Is it even possible to quantify the world’s best race, anyway?

For the Longines award next week, the World’s Best Race is judged on ratings for the past three years, as determined by the world’s handicappers. In effect, it is a subjective view, as much as they would like to claim it to be objective – when rating races, it is nigh on impossible to have full impartiality.

Last year, the top 10 races were the Juddmonte International, the Prix de l’Arc de Triomphe, the Champion Stakes, the Breeders’ Cup Classic, the Prince Of Wales’s Stakes, the Prix Jacques Le Marois, the King George VI & Queen Elizabeth Stakes, the Japan Cup, the Breeders' Cup Turf and the Irish Champion Stakes.

For the full top 100 in order from 2012-2014, click here.

It is only this year that more of an effort is being made to highlight numero uno on the list.

But do ratings make a race the best in the world? Or are there other factors that should be at play?

What about the race with the highest turnover in the world? That distinction falls to the Arima Kinen, Japan’s end-of-year clash of the stars, which attracted a whopping 41 billion yen (HK$2 billion) in bets late last month. But it only ranks 11th on ratings ­­– and is not even first in Japan, with the Japan Cup up in seventh.

Perhaps it is the race that gets the most attention outside the industry, in the public sphere? That goes to the Melbourne Cup, a handicap, the race that stops a nation (or two, if New Zealand is included). But as a handicap, it ranks dismally – it is 69th in the world on ratings, not even the world’s highest handicap, and 17th in Australia alone.

Maybe it should be the world’s richest race?

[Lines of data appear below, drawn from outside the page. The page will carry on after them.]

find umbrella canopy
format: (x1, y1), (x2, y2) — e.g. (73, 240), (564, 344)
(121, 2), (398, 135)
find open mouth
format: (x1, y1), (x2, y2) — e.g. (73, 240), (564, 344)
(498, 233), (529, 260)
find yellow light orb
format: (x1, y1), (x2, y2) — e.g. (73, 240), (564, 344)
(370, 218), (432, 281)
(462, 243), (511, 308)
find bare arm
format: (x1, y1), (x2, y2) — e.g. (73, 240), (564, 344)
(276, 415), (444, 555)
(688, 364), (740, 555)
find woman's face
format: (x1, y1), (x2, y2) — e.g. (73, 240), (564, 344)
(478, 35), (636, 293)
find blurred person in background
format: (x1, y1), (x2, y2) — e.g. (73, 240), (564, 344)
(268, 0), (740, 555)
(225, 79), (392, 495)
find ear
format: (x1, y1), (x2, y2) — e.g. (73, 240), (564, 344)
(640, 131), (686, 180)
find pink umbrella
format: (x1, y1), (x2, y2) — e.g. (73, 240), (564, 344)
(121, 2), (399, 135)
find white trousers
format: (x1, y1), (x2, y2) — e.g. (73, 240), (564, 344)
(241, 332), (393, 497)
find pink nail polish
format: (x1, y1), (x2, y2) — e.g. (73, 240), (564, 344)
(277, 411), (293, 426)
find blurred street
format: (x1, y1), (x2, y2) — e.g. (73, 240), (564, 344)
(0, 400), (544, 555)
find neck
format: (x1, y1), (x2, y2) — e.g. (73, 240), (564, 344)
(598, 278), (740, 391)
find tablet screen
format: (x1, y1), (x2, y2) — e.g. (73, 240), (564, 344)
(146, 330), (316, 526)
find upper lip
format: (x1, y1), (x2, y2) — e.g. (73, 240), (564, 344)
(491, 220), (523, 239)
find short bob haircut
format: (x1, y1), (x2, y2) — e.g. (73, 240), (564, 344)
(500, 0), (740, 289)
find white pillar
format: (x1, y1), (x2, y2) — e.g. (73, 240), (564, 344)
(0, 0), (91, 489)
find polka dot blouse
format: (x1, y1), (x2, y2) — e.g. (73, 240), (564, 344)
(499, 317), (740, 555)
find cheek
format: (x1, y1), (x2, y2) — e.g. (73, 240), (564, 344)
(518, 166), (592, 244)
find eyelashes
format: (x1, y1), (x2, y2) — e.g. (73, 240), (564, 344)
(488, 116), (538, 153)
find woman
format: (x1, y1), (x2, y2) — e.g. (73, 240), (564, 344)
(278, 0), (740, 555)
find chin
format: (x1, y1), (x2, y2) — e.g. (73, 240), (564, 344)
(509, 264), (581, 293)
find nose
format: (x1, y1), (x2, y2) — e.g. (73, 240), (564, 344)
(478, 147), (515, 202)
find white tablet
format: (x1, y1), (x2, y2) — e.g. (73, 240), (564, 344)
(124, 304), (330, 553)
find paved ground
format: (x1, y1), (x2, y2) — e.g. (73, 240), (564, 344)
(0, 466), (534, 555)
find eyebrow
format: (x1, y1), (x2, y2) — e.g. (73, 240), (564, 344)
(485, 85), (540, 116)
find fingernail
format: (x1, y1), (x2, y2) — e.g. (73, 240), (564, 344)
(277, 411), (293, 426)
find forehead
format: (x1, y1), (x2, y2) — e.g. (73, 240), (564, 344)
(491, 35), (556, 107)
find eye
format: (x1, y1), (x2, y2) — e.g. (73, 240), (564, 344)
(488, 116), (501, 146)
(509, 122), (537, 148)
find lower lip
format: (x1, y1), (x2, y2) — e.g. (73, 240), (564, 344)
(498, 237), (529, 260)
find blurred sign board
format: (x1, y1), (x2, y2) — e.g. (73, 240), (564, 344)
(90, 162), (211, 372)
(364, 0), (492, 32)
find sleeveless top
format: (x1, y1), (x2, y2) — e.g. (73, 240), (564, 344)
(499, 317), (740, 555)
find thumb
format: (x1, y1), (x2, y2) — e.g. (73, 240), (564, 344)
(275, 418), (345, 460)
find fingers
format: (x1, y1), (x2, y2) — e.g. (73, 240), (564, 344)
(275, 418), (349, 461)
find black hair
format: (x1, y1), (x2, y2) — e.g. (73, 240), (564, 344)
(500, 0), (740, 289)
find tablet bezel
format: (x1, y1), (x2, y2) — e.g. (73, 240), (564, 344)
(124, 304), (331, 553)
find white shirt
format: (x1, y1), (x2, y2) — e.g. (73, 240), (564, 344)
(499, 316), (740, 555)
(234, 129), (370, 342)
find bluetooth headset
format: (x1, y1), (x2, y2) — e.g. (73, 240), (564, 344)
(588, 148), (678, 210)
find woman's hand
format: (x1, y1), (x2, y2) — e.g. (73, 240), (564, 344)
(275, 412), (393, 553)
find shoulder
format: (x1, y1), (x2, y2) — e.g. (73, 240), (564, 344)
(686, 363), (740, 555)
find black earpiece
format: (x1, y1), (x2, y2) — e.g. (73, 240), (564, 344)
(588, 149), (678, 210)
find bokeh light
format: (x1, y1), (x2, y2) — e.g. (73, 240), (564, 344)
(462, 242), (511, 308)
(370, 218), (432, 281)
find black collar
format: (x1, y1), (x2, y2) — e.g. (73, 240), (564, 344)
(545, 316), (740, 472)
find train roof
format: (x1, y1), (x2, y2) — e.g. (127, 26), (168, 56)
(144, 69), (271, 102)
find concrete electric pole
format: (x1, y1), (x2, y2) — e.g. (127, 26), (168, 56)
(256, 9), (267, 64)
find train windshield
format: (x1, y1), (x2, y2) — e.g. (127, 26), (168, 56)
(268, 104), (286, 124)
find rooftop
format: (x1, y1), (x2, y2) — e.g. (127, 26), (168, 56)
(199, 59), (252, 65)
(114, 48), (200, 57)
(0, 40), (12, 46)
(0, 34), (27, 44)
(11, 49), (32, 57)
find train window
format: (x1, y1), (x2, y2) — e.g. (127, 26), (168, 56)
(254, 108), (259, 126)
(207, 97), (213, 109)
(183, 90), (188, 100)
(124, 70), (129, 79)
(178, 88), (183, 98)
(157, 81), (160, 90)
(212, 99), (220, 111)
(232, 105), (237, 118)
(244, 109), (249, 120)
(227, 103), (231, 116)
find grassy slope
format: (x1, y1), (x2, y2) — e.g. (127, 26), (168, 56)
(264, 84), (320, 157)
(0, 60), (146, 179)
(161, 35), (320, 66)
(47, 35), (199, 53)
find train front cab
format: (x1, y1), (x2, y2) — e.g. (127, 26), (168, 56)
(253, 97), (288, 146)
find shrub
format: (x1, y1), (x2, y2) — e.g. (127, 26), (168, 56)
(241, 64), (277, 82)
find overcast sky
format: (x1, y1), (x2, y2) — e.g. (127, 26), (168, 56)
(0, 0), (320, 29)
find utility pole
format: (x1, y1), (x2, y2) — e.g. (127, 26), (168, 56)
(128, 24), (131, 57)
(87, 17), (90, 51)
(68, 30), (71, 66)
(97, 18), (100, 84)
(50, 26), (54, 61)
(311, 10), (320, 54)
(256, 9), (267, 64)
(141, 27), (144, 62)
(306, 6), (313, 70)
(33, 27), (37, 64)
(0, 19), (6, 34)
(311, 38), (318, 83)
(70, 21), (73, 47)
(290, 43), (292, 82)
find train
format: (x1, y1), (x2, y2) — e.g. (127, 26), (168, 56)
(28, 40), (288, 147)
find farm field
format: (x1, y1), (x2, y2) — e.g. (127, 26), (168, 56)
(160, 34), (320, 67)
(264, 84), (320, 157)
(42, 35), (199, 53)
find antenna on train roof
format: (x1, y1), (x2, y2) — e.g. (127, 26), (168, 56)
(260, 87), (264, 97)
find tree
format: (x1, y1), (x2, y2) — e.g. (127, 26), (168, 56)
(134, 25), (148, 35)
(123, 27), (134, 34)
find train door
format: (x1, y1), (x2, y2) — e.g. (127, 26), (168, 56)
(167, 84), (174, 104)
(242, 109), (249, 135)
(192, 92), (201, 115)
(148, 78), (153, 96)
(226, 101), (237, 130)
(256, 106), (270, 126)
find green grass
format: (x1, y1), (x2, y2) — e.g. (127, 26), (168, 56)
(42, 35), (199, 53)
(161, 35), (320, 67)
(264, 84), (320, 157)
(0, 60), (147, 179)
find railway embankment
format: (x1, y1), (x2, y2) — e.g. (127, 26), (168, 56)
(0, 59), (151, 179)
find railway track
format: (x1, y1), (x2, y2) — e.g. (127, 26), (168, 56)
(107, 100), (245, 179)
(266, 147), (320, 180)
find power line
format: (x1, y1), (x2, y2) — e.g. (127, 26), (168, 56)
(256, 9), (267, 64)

That goes to the US$10 million Dubai World Cup quite comfortably, but it would be hard to argue that the race has deserved such a billing as the world’s greatest race in recent years. The ratings suggest it, too, with the race ranked number 21 in the world.

Whatever the criteria, though, there is no doubt that the Arima Kinen, Melbourne Cup and Dubai World Cup could each lay claims to being the world’s greatest race without too much argument.

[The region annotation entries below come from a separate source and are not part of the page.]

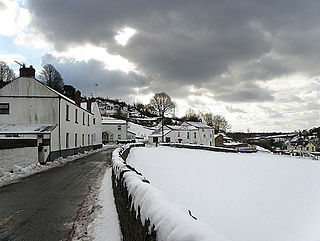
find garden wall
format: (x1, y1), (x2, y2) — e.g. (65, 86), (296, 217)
(160, 143), (257, 153)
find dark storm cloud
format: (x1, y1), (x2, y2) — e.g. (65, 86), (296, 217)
(0, 1), (7, 11)
(42, 54), (150, 103)
(29, 0), (320, 102)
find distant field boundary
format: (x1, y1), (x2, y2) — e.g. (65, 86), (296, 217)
(160, 143), (257, 153)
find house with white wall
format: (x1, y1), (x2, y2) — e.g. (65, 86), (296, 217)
(102, 117), (128, 143)
(149, 121), (214, 146)
(0, 66), (102, 168)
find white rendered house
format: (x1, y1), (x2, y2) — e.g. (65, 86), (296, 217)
(0, 67), (102, 167)
(102, 117), (128, 143)
(149, 122), (214, 146)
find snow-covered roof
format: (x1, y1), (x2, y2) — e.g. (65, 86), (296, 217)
(150, 129), (171, 137)
(80, 101), (97, 112)
(0, 124), (57, 134)
(128, 122), (153, 137)
(102, 117), (127, 125)
(166, 125), (197, 131)
(186, 121), (210, 128)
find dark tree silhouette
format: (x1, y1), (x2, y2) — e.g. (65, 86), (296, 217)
(149, 92), (176, 142)
(40, 64), (64, 93)
(0, 61), (16, 88)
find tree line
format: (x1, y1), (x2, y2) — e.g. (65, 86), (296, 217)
(0, 61), (231, 132)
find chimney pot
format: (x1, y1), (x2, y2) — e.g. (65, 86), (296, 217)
(87, 99), (91, 112)
(74, 90), (81, 106)
(19, 65), (36, 78)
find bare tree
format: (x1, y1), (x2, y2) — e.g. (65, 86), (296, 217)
(39, 64), (64, 93)
(201, 112), (213, 126)
(202, 113), (231, 132)
(149, 92), (176, 142)
(212, 115), (231, 132)
(182, 108), (200, 121)
(0, 61), (16, 88)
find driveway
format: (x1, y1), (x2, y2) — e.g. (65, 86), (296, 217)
(0, 149), (113, 241)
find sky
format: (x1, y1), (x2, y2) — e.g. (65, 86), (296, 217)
(0, 0), (320, 132)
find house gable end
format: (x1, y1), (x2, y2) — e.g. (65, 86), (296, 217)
(0, 77), (58, 97)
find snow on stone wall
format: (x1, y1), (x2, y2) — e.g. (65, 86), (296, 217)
(112, 145), (226, 241)
(0, 147), (38, 172)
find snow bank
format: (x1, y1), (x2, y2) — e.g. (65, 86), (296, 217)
(126, 147), (320, 241)
(112, 145), (226, 241)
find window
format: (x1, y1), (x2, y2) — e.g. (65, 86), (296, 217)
(66, 133), (69, 148)
(0, 103), (9, 114)
(74, 109), (78, 123)
(66, 104), (70, 121)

Under the conditions of the award, and given the inherent bias towards European racing in these ratings – last year, 10 of the top 15 races were in the UK or France – it will be a European race that is given the title “World’s Best Race”.

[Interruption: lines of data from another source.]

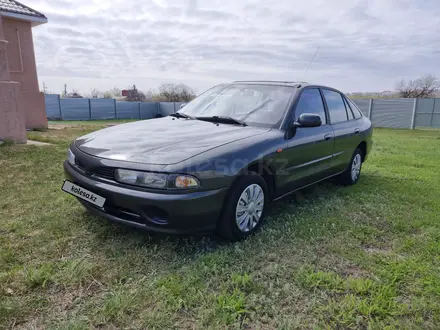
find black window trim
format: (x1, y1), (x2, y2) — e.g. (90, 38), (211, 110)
(320, 87), (349, 125)
(289, 86), (330, 126)
(344, 95), (364, 120)
(341, 94), (356, 121)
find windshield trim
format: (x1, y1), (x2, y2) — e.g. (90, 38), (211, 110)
(176, 82), (297, 130)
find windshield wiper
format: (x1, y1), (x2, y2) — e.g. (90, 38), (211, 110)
(170, 112), (196, 119)
(196, 116), (247, 126)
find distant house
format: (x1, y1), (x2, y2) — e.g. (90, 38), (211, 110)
(0, 0), (47, 142)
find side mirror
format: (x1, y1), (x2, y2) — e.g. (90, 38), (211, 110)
(293, 113), (322, 127)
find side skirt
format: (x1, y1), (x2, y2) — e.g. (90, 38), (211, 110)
(273, 170), (345, 202)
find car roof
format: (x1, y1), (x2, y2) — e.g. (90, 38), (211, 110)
(233, 80), (341, 93)
(233, 80), (308, 87)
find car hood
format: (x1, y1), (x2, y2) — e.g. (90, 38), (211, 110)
(75, 117), (270, 165)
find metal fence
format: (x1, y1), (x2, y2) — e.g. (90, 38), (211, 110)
(45, 94), (186, 120)
(45, 94), (440, 129)
(353, 98), (440, 129)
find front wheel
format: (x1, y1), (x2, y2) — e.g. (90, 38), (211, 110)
(339, 149), (362, 186)
(217, 172), (269, 241)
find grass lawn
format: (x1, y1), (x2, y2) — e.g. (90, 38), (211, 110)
(0, 123), (440, 329)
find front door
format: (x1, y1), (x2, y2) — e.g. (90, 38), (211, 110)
(322, 88), (361, 174)
(279, 88), (334, 195)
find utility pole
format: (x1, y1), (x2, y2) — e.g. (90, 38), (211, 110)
(63, 84), (67, 98)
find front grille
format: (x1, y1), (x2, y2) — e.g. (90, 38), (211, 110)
(75, 159), (115, 180)
(94, 167), (115, 180)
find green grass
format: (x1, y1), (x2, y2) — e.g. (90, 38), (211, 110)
(0, 123), (440, 329)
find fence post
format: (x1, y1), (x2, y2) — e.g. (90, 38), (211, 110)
(429, 99), (437, 127)
(411, 98), (417, 129)
(89, 99), (92, 120)
(58, 94), (63, 120)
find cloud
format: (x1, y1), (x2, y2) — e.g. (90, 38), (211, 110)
(26, 0), (440, 93)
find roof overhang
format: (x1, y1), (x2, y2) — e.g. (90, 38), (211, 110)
(0, 10), (47, 26)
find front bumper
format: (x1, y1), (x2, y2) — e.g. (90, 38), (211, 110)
(64, 161), (227, 234)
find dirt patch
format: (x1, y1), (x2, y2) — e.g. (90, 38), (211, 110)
(48, 124), (75, 130)
(26, 140), (52, 146)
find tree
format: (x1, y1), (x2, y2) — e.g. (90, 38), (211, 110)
(154, 84), (196, 102)
(102, 87), (122, 99)
(396, 75), (440, 98)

And in all likelihood, the Prix de l’Arc de Triomphe will win the gong based on ratings, especially given it arguably attracted the best field in the world in 2015 – think along the lines of two Derby winners, a two-time Arc winner, an Arc runner-up, a Prince Of Wales’s Stakes winner, a Breeders’ Cup Turf winner and a Sheema Classic winner.

The Arc’s rating dropped sharply in 2012, when Solemia fought back to beat Orfevre, but given it is not included for consideration this year the Arc should be back on top of the world.

And it is hard to argue the Arc’s place at the head of affairs, really. It is Europe’s championship contest, their heavyweight battle to decide who is the equine king of the world.

But while the Arc is deserving of its place, it is just as clear that ratings are not the be all and end all when it comes to deciding the world’s greatest races, and can only be considered a guide.

In the end, a great race comes down to so much more than handicapping ratings, and it is the variety of identifying features – the prize money, the prestige, the impact, the history – that makes the world’s top races great.